And speaking of familiar things, Jay could swear that the giant snake looked like Ade, snake god of the sands. According to Kyrian myth he was also one of the four gods of creation and the 'father' of every living beast in the world. He was most commonly depicted as a winged snake.


But that can't be right. Kyria isn't real. Jay suddenly sneezed when some of the narrow feathers poked him in the face. “ What the...!”


Awu sai inetu!” the snake who was apparently Ade half-roared. 'I will not be ignored!' After a couple of years Jay was surprised that he could translate that. Of course, he and his mom still used Kyrian on occasion when they wanted to joke around or say things they didn't want other people to know. He'd never expected to hear it from anyone else, though.


It was understandable that Jay would be annoyed by the poking of feathers, and normally he'd shrug it off. However the giant snake's head was hovering too close to him for comfort, its attitude was also irritating, and Jay was tired of being confused and stuck in this very realistic dream.
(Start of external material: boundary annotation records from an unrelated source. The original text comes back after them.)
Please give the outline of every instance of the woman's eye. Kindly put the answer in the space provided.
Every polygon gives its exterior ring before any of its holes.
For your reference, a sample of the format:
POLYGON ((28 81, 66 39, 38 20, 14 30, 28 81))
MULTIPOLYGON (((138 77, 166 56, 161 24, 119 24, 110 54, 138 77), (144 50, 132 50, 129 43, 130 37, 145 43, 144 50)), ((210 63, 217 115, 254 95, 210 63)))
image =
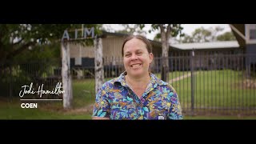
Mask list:
POLYGON ((130 54, 126 54, 125 56, 126 56, 126 57, 130 57, 130 54))

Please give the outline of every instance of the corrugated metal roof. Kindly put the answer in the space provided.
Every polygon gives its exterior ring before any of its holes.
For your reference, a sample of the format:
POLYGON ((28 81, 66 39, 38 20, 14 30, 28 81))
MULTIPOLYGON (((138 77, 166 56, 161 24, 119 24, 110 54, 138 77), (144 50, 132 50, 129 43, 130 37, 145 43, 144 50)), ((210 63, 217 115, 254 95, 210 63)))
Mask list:
POLYGON ((180 43, 171 44, 171 47, 180 50, 200 50, 200 49, 222 49, 222 48, 239 48, 237 41, 223 41, 202 43, 180 43))

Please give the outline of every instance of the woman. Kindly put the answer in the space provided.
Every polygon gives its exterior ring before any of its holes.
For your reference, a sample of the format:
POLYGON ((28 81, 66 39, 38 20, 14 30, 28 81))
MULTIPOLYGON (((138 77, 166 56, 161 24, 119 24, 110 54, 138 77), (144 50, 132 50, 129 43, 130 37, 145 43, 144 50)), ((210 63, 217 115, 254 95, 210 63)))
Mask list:
POLYGON ((93 119, 182 119, 175 90, 149 72, 154 58, 150 41, 129 36, 122 54, 126 71, 98 90, 93 119))

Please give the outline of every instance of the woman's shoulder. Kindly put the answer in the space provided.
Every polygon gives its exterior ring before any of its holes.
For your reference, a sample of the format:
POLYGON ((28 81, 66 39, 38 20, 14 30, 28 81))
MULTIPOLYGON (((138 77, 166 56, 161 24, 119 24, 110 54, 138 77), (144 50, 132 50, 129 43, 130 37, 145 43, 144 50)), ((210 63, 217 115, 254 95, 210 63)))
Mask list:
POLYGON ((154 82, 157 82, 162 87, 162 89, 165 88, 166 90, 170 90, 170 91, 176 92, 175 89, 170 83, 162 81, 154 74, 151 74, 151 78, 153 78, 153 81, 154 81, 154 82))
In a fit of blind rage he reared back his head and slammed it against Ade's blunt snout.


Suddenly Jay couldn't think, couldn't see, while his head was swelling with either pain or dumb confusion. Ade, on the other hand, reared back in outrage and no pain at all.


What was THAT for?” he roared.


“ Oh, stuff it!” Jay managed to say, or at least, he thought it was him. “ You're just a dream!”

I am not!


“ Are too,” Jay muttered. “ This is all just a dream. Totally a dream. Definitely a dream. Absolutely a--Ow!” Somehow a light-as-clouds bunch of feathers managed to slap him across the face. Hard. “ What the hell was that for?” he shouted.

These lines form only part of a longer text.